1/02/2009 9:20am, #7
Sounds good, hit those sessions hard!"I'm reluctant to sound like a total fa66ot as well, but my background in sculpture gave me an edge in understanding how we're expected to move thru space." - The Other Other Serge
1/02/2009 1:14pm, #8
1/02/2009 4:30pm, #9
Only when MA training is closed for the holiday season do I go for the 3 weeks of HIIT (5-6 days a week). My knees are pretty stiff this morning."I'm reluctant to sound like a total fa66ot as well, but my background in sculpture gave me an edge in understanding how we're expected to move thru space." - The Other Other Serge
1/03/2009 11:30pm, #10
- Join Date
- Dec 2004
Doing HIIT will increase your endurance, but not in the way you want (if I'm understanding you correctly).
You are doing HIIT on a bicycle, so you will make general gains in the function of your cardiopulmonary system, but the major endurance gains are going to take place at the muscular level (this includes growth of more cappilaries, increases or certain enzyes in the working muscles, etc.) These muscular gains will not occur in your shoulders because you are not working them on a bicycle.
The important question is what is causing you to drop your hands? Is it that the overall effort of sparring taxes you to the point that you just cant do anything (you would probably feel this as exhaustion without muscular fatigue in your shoulders). Or are your shoulders specifically failing to live up to the demands you are making (this would mean that you feel like you can still spar but you cant raise you arms).
If it is the former then a bicycle HIIT program will benefit you because the problem is that your heart/lungs aren't strong enough to supply oxygen at the rate your body is demanding.

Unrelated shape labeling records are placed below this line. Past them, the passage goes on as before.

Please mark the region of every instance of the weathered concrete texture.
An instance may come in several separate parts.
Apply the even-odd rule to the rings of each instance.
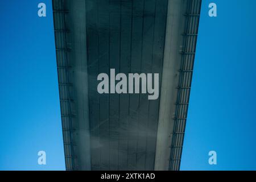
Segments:
[[[53,0],[68,169],[170,169],[184,15],[193,1]],[[159,73],[159,98],[100,94],[97,76],[110,69]]]

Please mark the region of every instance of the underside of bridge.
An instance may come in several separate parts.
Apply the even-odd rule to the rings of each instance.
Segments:
[[[53,0],[67,170],[179,169],[201,1]],[[159,98],[99,94],[110,69],[159,73]]]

If it is the latter, then a bicycle HIIT program will help (in that your heart and lungs will be better able to supply more oxygen and your legs will be better able to use less oxygen) BUT you will still have the inherent inefficient oxygen utilization in your shoulders, and therefore your gains will be limited.
It sounds to me as though the problem is muscular because your arms drop after a couple minutes of sparring, though you could ride a bicycle all day. This shows that your cardiopulmonary system is strong and the vasculature and energy kinetics of your legs are strong, BUT your shoulders are lacking.

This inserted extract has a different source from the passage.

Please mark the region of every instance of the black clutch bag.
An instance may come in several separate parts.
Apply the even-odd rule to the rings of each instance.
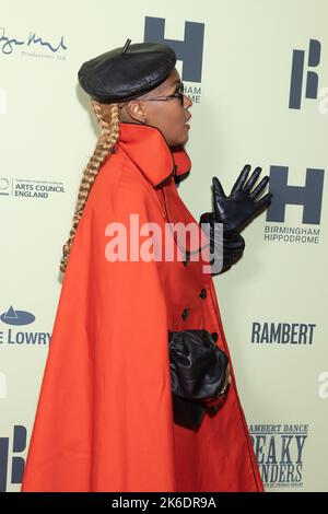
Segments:
[[[171,384],[174,421],[188,429],[198,429],[208,411],[218,410],[226,395],[227,355],[216,346],[208,330],[168,331]]]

My suggestion would be a HIIT program that works your shoulders and arms. You could do repetitive lifts, or overhead medicine ball throws, etc. etc. The point is to work the muscles that will be holding your arms up.
As far as the timing of intervals. A 1:1 work to rest ratio (with a prolonged time period, i.e. - longer than 30 seconds) showed more improvement in all endurance relevant parameters over a 30 s work to 4.5 minutes rest protocol in this 10 week study of runners:
Manipulating high-intensity interval training: Effects on ˙VO2 max, the lactate threshold and
3000m running performance in moderately trained males. Fahimeh Esfarjani a, Paul B. Laursenb
If someone cares to read the study, pm me and ill send you the file.